April 15, 2007 — A good curl will always bounce back. As such, Curl Corp., a rich Internet application (RIA) pioneer, is looking to bounce back into the consciousness of the North American market with the relaunch of its platform at the Web 2.0 Expo in mid-April.

Being positioned as a platform for business-critical, client/server applications, Curl isn’t just about eliminating page refreshes anymore. The platform, according to vice president of product strategy Richard Treadway, is best suited for applications that must be Web-enabled, require highly complex user interfaces, need support for enterprise-class data sets, and be high-performance and highly secure.
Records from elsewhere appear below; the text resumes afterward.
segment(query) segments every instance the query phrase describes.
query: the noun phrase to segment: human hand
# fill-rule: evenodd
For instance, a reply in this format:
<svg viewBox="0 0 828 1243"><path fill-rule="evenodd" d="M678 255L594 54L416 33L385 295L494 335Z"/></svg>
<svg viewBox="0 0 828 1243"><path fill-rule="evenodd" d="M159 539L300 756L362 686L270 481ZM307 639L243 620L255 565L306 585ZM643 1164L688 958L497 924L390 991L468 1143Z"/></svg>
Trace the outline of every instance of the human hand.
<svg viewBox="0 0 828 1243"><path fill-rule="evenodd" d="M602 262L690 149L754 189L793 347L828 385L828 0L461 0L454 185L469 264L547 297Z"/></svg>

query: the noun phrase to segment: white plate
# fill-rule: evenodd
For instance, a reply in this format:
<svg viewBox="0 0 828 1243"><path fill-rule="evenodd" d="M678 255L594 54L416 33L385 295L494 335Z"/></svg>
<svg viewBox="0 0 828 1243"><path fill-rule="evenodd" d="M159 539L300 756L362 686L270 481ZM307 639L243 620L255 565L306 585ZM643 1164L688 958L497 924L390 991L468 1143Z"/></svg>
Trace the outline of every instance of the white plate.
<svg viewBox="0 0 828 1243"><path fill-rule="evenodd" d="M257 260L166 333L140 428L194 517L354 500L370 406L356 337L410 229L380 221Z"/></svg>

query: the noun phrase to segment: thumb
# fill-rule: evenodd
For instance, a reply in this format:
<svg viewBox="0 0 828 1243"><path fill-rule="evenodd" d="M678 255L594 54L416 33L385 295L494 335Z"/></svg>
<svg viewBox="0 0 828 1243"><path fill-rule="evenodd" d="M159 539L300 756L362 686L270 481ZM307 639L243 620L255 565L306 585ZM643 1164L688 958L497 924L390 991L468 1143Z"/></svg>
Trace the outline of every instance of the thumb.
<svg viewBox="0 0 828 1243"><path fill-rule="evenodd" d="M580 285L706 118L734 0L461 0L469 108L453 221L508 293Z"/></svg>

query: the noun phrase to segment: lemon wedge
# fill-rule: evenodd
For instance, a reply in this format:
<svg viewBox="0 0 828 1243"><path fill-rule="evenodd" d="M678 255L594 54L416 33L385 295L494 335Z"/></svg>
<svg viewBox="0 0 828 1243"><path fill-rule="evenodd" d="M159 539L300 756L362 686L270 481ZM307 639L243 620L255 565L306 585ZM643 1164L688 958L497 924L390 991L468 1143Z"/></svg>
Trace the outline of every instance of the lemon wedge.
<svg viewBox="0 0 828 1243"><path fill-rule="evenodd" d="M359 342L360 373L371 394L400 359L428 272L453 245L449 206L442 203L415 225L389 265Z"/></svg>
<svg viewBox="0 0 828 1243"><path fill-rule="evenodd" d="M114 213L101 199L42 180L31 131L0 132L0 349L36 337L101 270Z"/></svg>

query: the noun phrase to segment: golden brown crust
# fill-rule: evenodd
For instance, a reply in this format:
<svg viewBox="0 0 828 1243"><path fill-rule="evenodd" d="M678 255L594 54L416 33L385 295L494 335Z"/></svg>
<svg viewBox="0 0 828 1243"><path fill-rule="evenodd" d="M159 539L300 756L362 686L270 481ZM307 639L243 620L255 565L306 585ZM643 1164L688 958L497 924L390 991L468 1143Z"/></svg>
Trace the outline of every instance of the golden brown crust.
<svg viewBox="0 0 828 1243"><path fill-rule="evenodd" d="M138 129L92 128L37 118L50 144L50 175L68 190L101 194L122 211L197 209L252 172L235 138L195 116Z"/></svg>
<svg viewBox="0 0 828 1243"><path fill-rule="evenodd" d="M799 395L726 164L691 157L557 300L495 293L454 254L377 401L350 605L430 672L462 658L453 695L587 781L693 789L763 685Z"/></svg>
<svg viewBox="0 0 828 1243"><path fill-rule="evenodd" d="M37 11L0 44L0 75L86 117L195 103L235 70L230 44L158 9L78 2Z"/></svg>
Curl was born out of an MIT content language project begun in 1995 and was an early advocate of what was then being called “the executable Internet.” The company was purchased by the Japanese software company Sumisho in 2000, and it has gained more than 300 customers in Asia for the Curl platform, which consists of the language, a runtime and an IDE.

“AJAX has limitations as a software development medium,” said Bert Halstead, the chief architect who has been with the company since 1998, when it was spun out of MIT. “It runs differently in every browser. [The developer] has no control over the delivery platform.”

Halstead said Curl believes there needs to be a set of features targeting how applications perform, in terms of speed, the size of data sets they can handle, whether you can work with them offline as well as online, and whether or not they scale. The object-oriented language is a rich one, Halstead said, for work with GUI layouts, markup text and scripting. “People who understand about object-oriented programming have no problem becoming productive in Curl,” he said.

He compared the runtime to Adobe’s Reader or Flash, with thousands of built-in APIs. As to the argument that requiring client software limits who can use the applications and how they can be used, Halstead said, “Enterprises don’t seem to complain about having to implement the runtime.” The IDE, Halstead said, includes a visual layout editor and source code control integration.

Halstead explained that when you click, for example, to launch an EIS application, the server recognizes the application as a Curl app and returns the application to the client, which invokes a Curl plug-in. The runtime compiles the EIS source code into a full EIS application that can exchange data with the server. “This approach economizes the work the server does,” Halstead said. “It’s not rendering pages; it’s just feeding data.” Curl can handle a myriad of protocols, he added.